April 17, 2023
Welcome to Lucent Sky AVM version 2303 MR, the first release for 2023. This release includes improvements on binary, source code, and dependency analysis engines, and support for new technology stacks and security standards such as Go 1.20, PHP 8.2, and CWE 4.10. It also gained the ability to pull source code from version control for scanning, support for CSV, JSON, and SARIF report formats, and .NET Standard 2.0 support for the API. To learn more about this release, visit Lucent Sky AVM version 2303 release notes.
Binary analysis for Java applications are now faster and more comprehensive due to improved Intelligent Analysis algorithms and improved JSF and JSP support. The dependency analysis engine has improved artifact detection for Java application and further false positive reduction. The analysis engines are also more capable of recognizing custom security libraries derived from common security libraries such as OWASP ESAPI.
CSV, JSON, and SARIF reports can be generated alongside XML reports, enabling additional interoperability between Lucent Sky AVM and issue tracking and vulnerability management systems.
Go applications using Go 1.20 and PHP applications using PHP 8.2 are now supported. Vulnerability categorization and information have been updated to CWE 4.10. The weakness policy group for PCI DSS have been separated into two policy groups, one for PCI DSS v3.2.1 and one for PCI DSS v4.0. The current PCI DSS weakness policy group will be migrated to PCI DSS v4.0. To learn more about Lucent Sky AVM and the requirements of PCI DSS v3.2.1 and v4.0, visit Lucent Sky AVM for PCI DSS Compliance .
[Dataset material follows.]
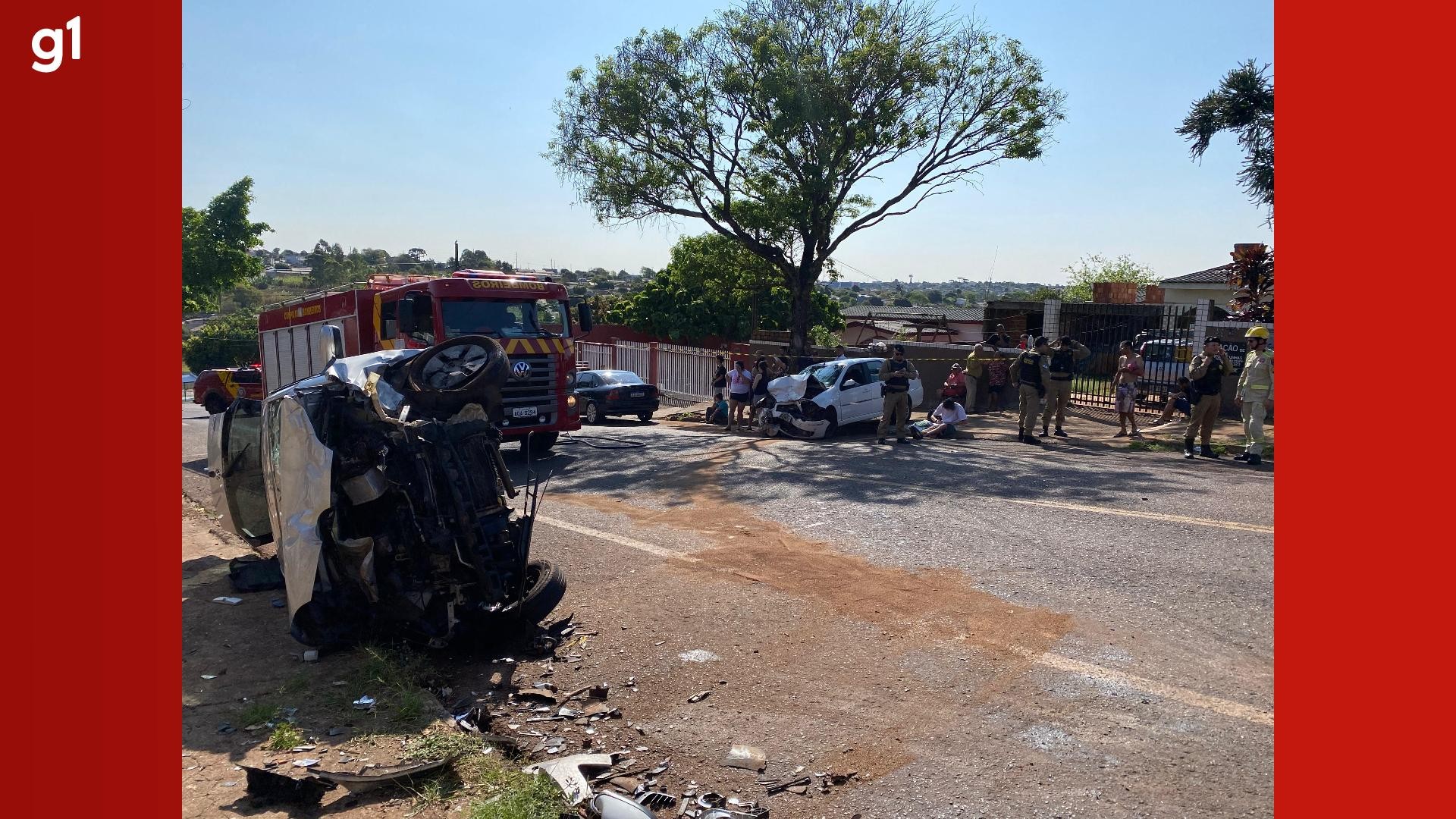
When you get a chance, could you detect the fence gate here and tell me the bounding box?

When integrating Lucent Sky AVM with software development lifecycle, it is common for scans to be initiated by a continuous integration pipeline, and pushing the source code to a Lucent Sky AVM for scanning. Version 2303 MR includes the ability to pull source code from a version control repository for scanning. In scenarios that is not practical to push the source code, users can configure Lucent Sky AVM to pull source code from a Git or TFVC repository for scanning. This feature supports popular Git and TFVC repositories, such as those provided by Azure DevOps, BitBucket, GitHub, and GitLab. To learn more about how to scan an application from version control, visit Scan an application from version control .
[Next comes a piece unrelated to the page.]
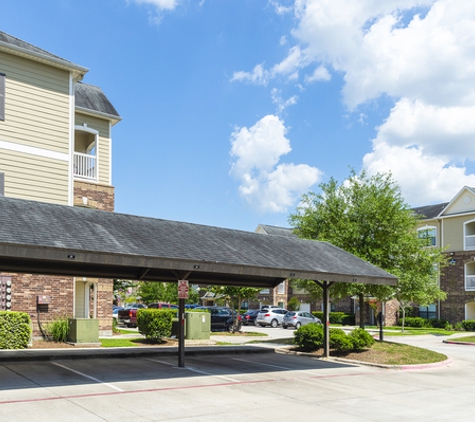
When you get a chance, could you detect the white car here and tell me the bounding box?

The API assemblies have been migrated from .NET Framework 4.8 to .NET Standard 2.0, enabling client applications to be built with latest .NET technologies such as .NET 7 while maintaining compatibility with clients built with .NET Framework.
If you are using Lucent Sky AVM Enterprise or Standard Edition (either on-premise or cloud) and have an active subscription, you can update to 2303 MR immediately. Our support team will reach out to you shortly to schedule an update. If you are using Lucent Sky AVM On-Demand, your server will be updated to 2303 MR in the next few days.